Verilog: Long expression — how to split into several steps with intermediate results?

Question

The context is: I have 16-bit registers v1 and v2. These contain signed (2's complement) 16-bit values, but I decided to stay away from the keyword signed, and I'm explicitly handling sign-bits where needed.

At some point, I want to store the average of these two values, with a 3/4 factor applied, into the register output (thus, I want to end up with ouptut containing ((value1+value2)/2)*3/4). Rounding errors are expected and acceptable, but overflow isn't.

I figured I'd declare a variable sum to assign the result of 1.5*value1 + 1.5*value2 to simplify things; in part, the need for simplification is why that intermediate result requires 18-bits. Having assigned sum, I then simply take its upper 16 bits and that's my result.

In my mind, inside the always @(posedge some_clk), inside an if for the particular condition, I would assign sum with a blocking assignment, and in the line after, I assign output with a non-blocking (concurrent) assignment. Something like this:

reg[15:0] v1;
reg[15:0] v2;
reg[17:0] sum;

// ···

always @(posedge some_clk)
begin
    // ···
    if (counter == some_value)
    begin
        sum =   {v1[15],v1[15],v1[15:0]}         // this is v1, with sign extended to make it 18-bit wide
              + {v1[15],v1[15],v1[15],v1[15:1]}  // this is v1/2, sign extended to make it 18-bit wide
              + { ··· (same thing, with v2) } ···
        output <= sum[17:2];  // This is sum/4 (sign-bit works as is)
    end
    // ···
end

Two questions:

• Is the use of blocking vs. non-blocking assignments correct, and recommended for these types of situations where one wants to split some complex expression into steps with intermediate results?
• One detail I'm not sure I understand: why do I need to declare sum as reg and not wire? At first I had declared it as wire, thinking that since the assignment into sum is "fictitious" (in any case, it's not a "material" assignment), I figured wire would be just like a placeholder... but the compiler gave me an error that I cannot assign to a wire. It compiles now when I changed to reg, and it seems to work, but I'm still a tad uncomfortable.

Answer 1

Despite what others have said, the code you posted is perfectly fine and will synthesize correctly in any modern synthesis tool. I have seen books that recommend this style. You could declare the temporary variable (sum) inside the always-block to make the intent more clear.

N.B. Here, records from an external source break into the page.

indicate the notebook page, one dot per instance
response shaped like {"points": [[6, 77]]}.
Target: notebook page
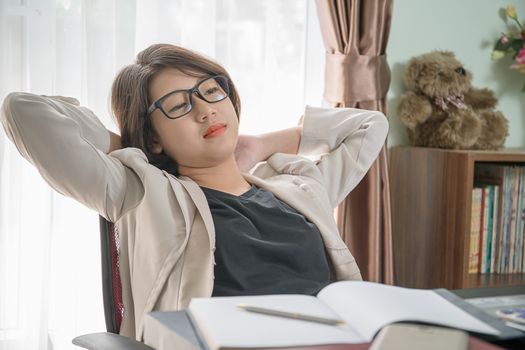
{"points": [[370, 306], [223, 325]]}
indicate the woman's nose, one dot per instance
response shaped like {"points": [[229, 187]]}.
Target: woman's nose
{"points": [[203, 110]]}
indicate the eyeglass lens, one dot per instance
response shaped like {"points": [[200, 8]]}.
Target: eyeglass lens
{"points": [[211, 90]]}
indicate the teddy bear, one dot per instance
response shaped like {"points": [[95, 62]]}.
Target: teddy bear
{"points": [[441, 109]]}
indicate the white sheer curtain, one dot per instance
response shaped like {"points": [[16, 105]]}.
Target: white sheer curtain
{"points": [[49, 245]]}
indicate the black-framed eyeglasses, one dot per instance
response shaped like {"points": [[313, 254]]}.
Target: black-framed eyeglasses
{"points": [[178, 103]]}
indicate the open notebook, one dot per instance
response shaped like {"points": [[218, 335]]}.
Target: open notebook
{"points": [[365, 307]]}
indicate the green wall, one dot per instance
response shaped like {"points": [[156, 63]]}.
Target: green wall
{"points": [[469, 28]]}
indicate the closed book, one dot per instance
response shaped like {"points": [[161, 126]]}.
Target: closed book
{"points": [[475, 230]]}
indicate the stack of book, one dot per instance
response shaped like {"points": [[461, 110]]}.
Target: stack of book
{"points": [[498, 219]]}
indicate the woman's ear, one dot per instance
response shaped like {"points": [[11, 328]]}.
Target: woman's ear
{"points": [[156, 146]]}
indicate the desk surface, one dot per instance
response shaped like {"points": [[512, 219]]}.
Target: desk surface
{"points": [[174, 330]]}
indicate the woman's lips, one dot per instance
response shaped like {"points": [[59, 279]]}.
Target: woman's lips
{"points": [[215, 130]]}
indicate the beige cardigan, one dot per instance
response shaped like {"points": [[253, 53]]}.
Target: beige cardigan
{"points": [[167, 237]]}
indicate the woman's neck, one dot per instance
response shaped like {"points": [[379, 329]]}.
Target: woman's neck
{"points": [[225, 177]]}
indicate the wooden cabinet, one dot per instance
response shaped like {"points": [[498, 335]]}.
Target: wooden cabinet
{"points": [[431, 195]]}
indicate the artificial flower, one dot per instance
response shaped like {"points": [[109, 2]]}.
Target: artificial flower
{"points": [[512, 43]]}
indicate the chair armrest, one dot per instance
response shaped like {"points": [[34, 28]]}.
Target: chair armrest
{"points": [[108, 341]]}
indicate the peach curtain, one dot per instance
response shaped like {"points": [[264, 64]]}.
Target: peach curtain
{"points": [[355, 35]]}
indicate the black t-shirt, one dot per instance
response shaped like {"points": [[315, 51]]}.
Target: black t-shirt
{"points": [[264, 246]]}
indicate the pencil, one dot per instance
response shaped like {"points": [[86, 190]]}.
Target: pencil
{"points": [[294, 315]]}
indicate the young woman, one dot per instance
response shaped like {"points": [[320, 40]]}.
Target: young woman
{"points": [[193, 221]]}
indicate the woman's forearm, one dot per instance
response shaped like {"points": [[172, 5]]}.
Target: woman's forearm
{"points": [[282, 141]]}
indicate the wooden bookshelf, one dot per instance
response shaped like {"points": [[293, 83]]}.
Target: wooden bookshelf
{"points": [[431, 194]]}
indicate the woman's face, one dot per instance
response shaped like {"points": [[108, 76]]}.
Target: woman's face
{"points": [[189, 140]]}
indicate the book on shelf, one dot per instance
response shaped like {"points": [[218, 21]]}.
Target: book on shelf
{"points": [[498, 204], [361, 309]]}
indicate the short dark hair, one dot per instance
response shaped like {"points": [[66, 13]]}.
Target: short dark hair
{"points": [[130, 101]]}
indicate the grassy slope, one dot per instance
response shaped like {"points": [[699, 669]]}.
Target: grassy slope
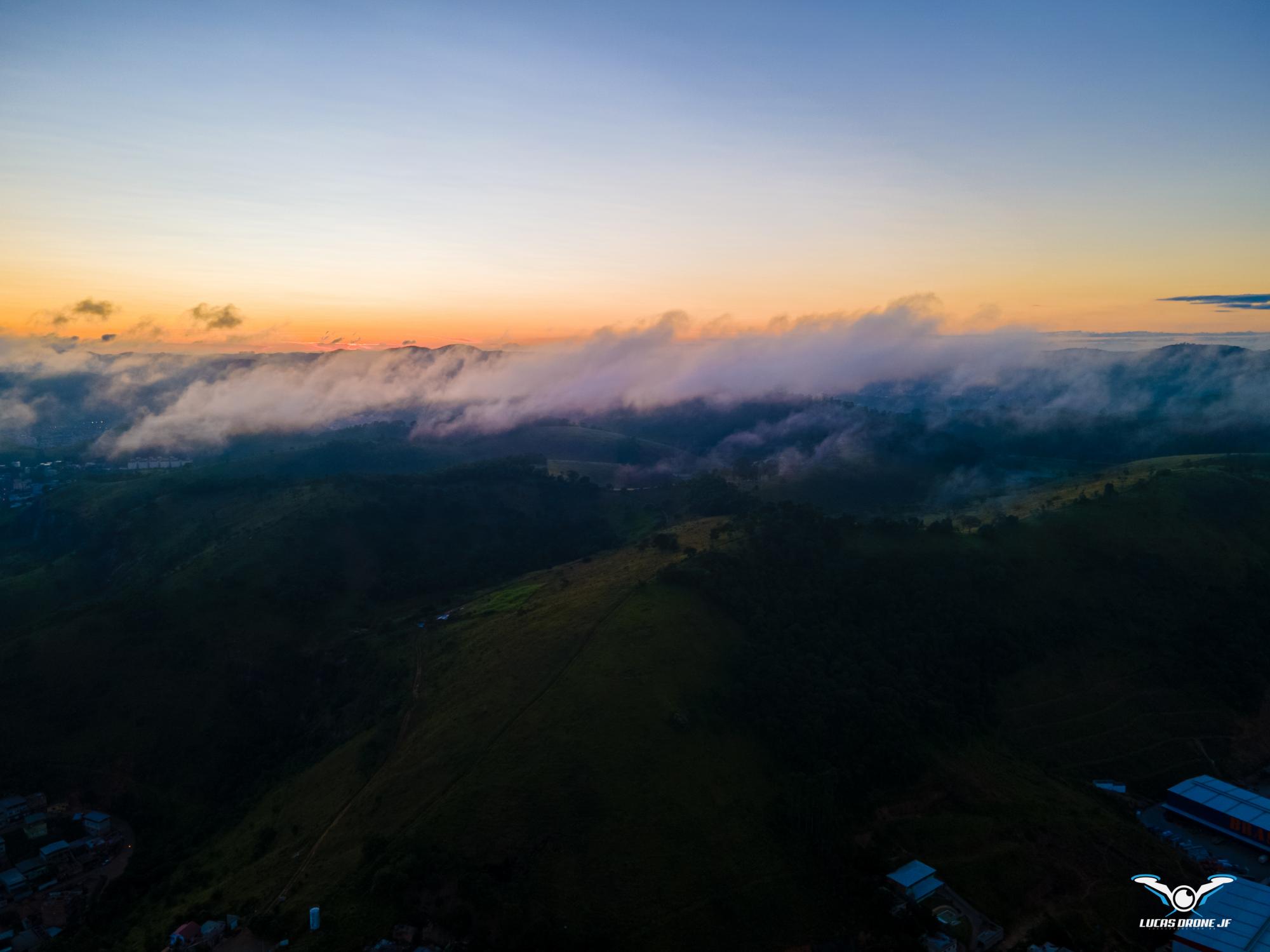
{"points": [[552, 716], [1059, 493]]}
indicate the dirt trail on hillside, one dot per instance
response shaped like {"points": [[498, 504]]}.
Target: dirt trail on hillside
{"points": [[416, 690]]}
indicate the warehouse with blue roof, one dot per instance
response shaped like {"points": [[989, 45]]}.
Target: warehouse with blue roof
{"points": [[1222, 807], [1248, 907]]}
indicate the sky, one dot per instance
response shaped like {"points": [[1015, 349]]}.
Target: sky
{"points": [[313, 175]]}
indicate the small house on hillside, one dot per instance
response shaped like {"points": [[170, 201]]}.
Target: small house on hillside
{"points": [[187, 935], [916, 880], [12, 809], [36, 826], [57, 850]]}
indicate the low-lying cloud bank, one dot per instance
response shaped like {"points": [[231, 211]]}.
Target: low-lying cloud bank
{"points": [[895, 358]]}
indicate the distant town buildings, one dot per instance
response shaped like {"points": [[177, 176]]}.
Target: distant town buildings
{"points": [[157, 462], [51, 865]]}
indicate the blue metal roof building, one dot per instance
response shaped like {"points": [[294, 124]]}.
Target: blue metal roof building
{"points": [[1222, 807], [1248, 906], [916, 879]]}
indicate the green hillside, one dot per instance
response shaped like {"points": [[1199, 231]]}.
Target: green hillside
{"points": [[692, 733]]}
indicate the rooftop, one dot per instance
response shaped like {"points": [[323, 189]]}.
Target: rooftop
{"points": [[911, 874], [1248, 906], [1231, 800]]}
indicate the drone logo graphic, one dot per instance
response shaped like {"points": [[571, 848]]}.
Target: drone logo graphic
{"points": [[1183, 899]]}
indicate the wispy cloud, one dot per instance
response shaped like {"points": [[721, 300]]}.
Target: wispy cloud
{"points": [[217, 318], [1227, 302]]}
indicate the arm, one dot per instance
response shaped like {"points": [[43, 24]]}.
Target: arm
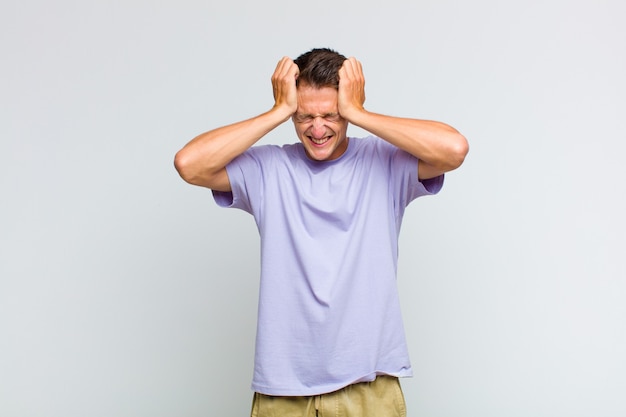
{"points": [[439, 147], [203, 160]]}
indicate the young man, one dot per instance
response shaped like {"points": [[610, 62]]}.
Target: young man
{"points": [[330, 338]]}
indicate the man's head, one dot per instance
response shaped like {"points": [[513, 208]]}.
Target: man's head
{"points": [[319, 68], [319, 126]]}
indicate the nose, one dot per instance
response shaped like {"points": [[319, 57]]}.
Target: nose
{"points": [[318, 129]]}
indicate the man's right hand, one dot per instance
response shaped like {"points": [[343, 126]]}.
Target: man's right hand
{"points": [[284, 86]]}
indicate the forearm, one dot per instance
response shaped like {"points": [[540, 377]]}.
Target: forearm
{"points": [[435, 143], [204, 158]]}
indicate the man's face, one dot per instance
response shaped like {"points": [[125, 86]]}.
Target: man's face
{"points": [[318, 124]]}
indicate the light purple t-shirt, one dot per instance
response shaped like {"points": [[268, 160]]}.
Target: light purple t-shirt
{"points": [[329, 313]]}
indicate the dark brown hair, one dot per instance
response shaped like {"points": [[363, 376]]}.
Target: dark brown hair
{"points": [[319, 68]]}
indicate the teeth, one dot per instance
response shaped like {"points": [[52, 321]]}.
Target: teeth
{"points": [[319, 141]]}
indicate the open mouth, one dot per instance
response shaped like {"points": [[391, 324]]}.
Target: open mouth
{"points": [[320, 141]]}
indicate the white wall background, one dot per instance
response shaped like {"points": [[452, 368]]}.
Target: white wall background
{"points": [[125, 292]]}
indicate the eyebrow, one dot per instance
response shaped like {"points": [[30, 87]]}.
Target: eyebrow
{"points": [[307, 115]]}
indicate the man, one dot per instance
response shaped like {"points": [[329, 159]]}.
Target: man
{"points": [[330, 338]]}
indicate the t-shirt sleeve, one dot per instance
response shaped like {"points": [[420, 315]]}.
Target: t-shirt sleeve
{"points": [[246, 181], [404, 172]]}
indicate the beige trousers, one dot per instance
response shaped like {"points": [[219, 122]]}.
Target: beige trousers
{"points": [[380, 398]]}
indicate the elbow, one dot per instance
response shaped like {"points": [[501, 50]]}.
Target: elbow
{"points": [[459, 151], [454, 155], [184, 166]]}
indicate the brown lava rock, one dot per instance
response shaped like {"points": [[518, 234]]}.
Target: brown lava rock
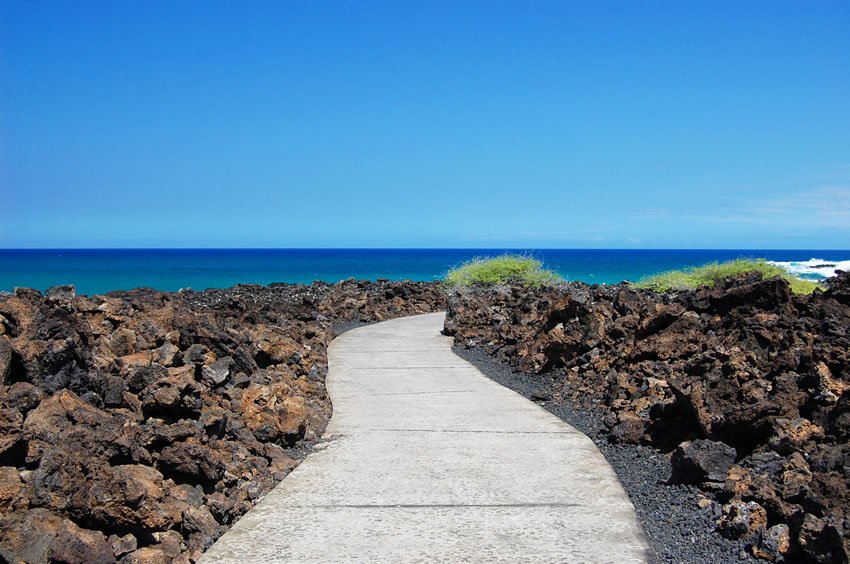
{"points": [[756, 375], [137, 426]]}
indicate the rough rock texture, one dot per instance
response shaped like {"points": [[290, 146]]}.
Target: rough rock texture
{"points": [[137, 426], [747, 384]]}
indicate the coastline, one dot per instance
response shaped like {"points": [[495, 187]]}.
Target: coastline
{"points": [[200, 402], [138, 426], [743, 388]]}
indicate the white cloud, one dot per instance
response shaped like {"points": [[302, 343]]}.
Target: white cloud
{"points": [[822, 208]]}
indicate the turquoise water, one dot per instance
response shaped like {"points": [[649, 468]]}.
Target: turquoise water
{"points": [[98, 271]]}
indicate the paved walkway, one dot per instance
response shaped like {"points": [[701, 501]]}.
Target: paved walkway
{"points": [[427, 460]]}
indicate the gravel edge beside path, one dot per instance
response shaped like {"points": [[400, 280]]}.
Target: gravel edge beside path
{"points": [[677, 528]]}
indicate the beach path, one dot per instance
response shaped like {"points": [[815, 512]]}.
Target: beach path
{"points": [[427, 460]]}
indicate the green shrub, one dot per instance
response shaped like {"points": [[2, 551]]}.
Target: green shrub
{"points": [[712, 273], [503, 269]]}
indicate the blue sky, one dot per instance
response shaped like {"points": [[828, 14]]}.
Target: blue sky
{"points": [[425, 124]]}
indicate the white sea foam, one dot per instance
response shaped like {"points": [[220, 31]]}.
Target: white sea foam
{"points": [[813, 269]]}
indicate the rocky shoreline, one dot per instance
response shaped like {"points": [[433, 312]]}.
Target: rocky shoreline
{"points": [[745, 387], [137, 426]]}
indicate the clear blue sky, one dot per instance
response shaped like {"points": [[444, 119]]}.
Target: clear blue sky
{"points": [[668, 124]]}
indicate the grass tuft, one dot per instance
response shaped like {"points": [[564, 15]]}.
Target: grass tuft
{"points": [[712, 273], [503, 269]]}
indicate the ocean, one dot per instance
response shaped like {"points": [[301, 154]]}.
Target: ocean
{"points": [[95, 271]]}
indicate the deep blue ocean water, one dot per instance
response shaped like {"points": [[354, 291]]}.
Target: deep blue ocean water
{"points": [[99, 271]]}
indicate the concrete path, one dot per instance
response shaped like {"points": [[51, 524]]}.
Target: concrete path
{"points": [[427, 460]]}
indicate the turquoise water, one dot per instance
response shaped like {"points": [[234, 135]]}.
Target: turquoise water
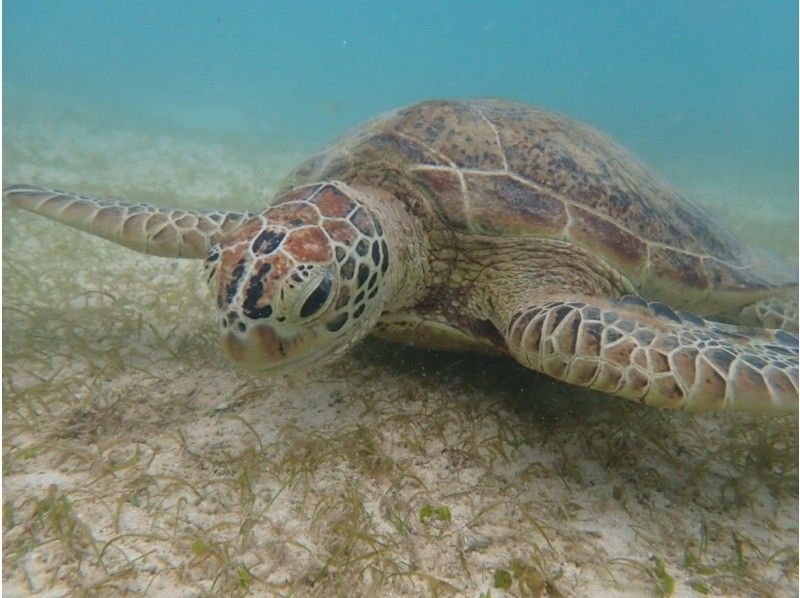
{"points": [[720, 74], [705, 92]]}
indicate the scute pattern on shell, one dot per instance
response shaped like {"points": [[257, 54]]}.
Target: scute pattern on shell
{"points": [[499, 168]]}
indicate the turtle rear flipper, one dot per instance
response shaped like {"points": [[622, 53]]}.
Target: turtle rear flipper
{"points": [[648, 353], [141, 227]]}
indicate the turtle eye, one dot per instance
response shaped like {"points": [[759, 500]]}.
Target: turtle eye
{"points": [[318, 298]]}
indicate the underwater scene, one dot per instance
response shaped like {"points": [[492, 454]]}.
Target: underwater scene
{"points": [[396, 430]]}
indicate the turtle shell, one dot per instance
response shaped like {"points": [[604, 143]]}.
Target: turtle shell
{"points": [[496, 168]]}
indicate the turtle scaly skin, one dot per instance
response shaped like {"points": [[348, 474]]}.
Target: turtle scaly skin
{"points": [[492, 226]]}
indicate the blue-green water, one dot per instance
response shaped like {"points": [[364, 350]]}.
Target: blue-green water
{"points": [[706, 92]]}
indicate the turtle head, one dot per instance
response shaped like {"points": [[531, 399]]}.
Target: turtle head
{"points": [[302, 281]]}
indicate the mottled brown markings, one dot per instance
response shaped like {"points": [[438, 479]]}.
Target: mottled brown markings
{"points": [[293, 214], [340, 231], [514, 208], [308, 244], [362, 221], [332, 203], [615, 244], [668, 266], [267, 241]]}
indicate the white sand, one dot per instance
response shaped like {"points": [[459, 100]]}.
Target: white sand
{"points": [[136, 459]]}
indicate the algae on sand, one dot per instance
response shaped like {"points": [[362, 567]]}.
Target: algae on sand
{"points": [[137, 459]]}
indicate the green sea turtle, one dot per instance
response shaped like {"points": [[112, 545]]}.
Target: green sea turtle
{"points": [[484, 225]]}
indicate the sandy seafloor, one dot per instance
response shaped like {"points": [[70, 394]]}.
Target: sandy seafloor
{"points": [[137, 460]]}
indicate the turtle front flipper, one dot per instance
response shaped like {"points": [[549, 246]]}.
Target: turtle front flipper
{"points": [[648, 353], [141, 227]]}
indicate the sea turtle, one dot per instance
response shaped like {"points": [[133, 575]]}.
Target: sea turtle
{"points": [[489, 225]]}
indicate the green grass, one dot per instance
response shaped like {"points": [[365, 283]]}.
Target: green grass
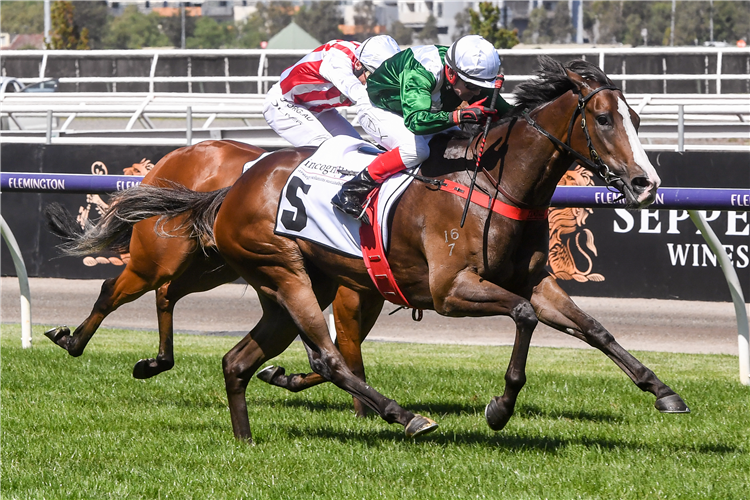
{"points": [[84, 428]]}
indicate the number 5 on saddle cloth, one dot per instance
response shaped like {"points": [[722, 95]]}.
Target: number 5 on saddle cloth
{"points": [[305, 209]]}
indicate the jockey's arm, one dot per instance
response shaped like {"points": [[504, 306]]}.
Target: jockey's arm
{"points": [[336, 67], [416, 103]]}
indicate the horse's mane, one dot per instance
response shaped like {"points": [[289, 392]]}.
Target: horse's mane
{"points": [[552, 81]]}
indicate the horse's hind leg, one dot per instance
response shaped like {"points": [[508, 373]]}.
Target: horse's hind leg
{"points": [[555, 308], [270, 337], [295, 293], [354, 318], [203, 274], [114, 293]]}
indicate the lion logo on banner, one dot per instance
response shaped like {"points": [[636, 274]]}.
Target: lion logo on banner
{"points": [[96, 203], [566, 228]]}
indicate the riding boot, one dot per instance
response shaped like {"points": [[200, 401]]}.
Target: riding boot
{"points": [[353, 193], [351, 198]]}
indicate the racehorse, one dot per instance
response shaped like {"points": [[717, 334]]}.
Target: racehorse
{"points": [[171, 266], [495, 264], [175, 267]]}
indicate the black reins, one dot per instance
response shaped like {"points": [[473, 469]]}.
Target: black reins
{"points": [[595, 163]]}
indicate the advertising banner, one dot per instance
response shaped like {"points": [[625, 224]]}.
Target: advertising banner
{"points": [[24, 211], [593, 251]]}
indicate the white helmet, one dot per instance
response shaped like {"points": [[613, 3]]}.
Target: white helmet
{"points": [[375, 50], [475, 60]]}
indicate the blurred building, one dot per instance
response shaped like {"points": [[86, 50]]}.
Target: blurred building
{"points": [[411, 13]]}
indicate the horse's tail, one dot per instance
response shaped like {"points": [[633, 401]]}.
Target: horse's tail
{"points": [[113, 230], [88, 238]]}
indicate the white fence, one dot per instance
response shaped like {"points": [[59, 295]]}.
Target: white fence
{"points": [[712, 69], [668, 122]]}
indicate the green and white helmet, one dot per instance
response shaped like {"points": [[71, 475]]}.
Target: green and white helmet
{"points": [[375, 50], [475, 60]]}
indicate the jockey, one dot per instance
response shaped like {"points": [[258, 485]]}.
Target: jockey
{"points": [[301, 106], [415, 94]]}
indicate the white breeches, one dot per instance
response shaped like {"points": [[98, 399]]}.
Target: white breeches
{"points": [[388, 130], [300, 126]]}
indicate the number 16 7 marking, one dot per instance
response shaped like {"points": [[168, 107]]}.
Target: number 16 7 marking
{"points": [[453, 236]]}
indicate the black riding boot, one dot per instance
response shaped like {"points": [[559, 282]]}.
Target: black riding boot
{"points": [[353, 193]]}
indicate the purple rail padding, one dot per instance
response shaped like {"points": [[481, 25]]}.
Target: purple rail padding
{"points": [[565, 196], [735, 199], [66, 183]]}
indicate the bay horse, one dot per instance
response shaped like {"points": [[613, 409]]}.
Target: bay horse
{"points": [[175, 267], [494, 266]]}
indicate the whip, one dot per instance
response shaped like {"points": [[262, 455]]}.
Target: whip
{"points": [[495, 93]]}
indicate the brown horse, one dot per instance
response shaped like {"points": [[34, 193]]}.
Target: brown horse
{"points": [[175, 267], [171, 266], [494, 266]]}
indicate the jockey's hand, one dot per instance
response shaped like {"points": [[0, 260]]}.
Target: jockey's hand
{"points": [[475, 113]]}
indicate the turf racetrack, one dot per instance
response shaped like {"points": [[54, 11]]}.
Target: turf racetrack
{"points": [[84, 428]]}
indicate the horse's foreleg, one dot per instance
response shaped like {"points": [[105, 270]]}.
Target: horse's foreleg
{"points": [[555, 308], [270, 337], [354, 318], [202, 274], [297, 296], [470, 295], [114, 293]]}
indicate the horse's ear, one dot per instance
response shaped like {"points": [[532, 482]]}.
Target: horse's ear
{"points": [[577, 80]]}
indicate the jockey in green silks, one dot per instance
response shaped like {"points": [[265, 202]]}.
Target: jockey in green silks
{"points": [[415, 94]]}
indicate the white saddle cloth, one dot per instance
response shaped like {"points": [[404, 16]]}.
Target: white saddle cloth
{"points": [[305, 209]]}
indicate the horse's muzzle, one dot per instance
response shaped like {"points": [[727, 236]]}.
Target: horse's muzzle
{"points": [[643, 192]]}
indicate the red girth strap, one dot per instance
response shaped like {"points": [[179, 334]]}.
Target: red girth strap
{"points": [[498, 206], [371, 241]]}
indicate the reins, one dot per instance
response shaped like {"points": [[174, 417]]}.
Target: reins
{"points": [[595, 163]]}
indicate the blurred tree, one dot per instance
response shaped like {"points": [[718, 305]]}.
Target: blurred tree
{"points": [[486, 23], [623, 20], [321, 20], [365, 19], [250, 33], [429, 33], [561, 25], [65, 33], [271, 17], [538, 29], [134, 30], [171, 26], [400, 33], [92, 15], [209, 34], [22, 16]]}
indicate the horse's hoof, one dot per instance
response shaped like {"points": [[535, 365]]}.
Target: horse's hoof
{"points": [[55, 334], [671, 404], [59, 336], [496, 415], [147, 368], [268, 373], [420, 425]]}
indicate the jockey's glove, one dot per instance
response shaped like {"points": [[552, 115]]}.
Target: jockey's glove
{"points": [[475, 113]]}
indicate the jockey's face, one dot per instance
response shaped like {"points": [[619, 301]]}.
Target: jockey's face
{"points": [[363, 73], [464, 90]]}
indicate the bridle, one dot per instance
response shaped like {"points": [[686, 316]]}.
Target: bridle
{"points": [[595, 163]]}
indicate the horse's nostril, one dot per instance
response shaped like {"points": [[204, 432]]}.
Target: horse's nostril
{"points": [[641, 184]]}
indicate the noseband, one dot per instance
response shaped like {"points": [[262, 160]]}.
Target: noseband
{"points": [[595, 163]]}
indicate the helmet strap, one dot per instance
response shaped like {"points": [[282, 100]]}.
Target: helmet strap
{"points": [[448, 71]]}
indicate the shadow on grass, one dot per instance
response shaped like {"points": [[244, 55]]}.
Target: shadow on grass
{"points": [[505, 441], [533, 411], [453, 408]]}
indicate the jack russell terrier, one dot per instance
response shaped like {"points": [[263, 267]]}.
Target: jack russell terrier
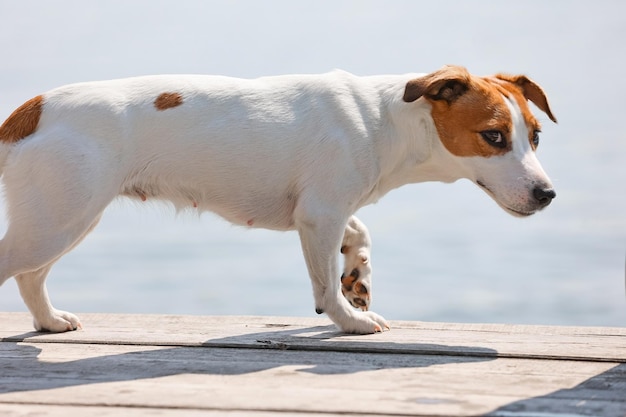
{"points": [[295, 152]]}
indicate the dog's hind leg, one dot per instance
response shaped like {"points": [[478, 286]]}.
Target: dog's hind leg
{"points": [[45, 317], [35, 295], [356, 280], [55, 193]]}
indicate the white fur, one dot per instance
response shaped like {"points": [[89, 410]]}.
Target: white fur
{"points": [[286, 153]]}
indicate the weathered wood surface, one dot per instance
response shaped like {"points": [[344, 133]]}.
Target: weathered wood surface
{"points": [[138, 365]]}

That being said, most people would instead use an assign statement outside of the always block, or use a two-process style (with one combinatorial always block for logic and one synchronous always block for flip-flops). There are some advantages of these styles:

• Old synthesis tools were very primitive and would have a problem with any coding style out of the ordinary.
• These styles will be more familiar to many people, and there will be fewer raised eyebrows.
• Some companies use lint-tools that complain about any use of blocking assignments in clocked always blocks.
• With certain rarely used compile options turned on, some synthesis tools (including Design Compiler) will implement what's referred to as "hanging latches" for sum in your code. These other styles avoid that.

For your second question, the simple answer is that nets (wire objects) cannot be procedurally assigned. The distinction between wire and reg in Verilog is confusing. Many (if not most) people avoid wire altogether and declare everything as reg (or more commonly logic, if you can use SystemVerilog.) Another alternative is to declare everything that needs to be assigned inside always/initial blocks as reg and everything else as wire.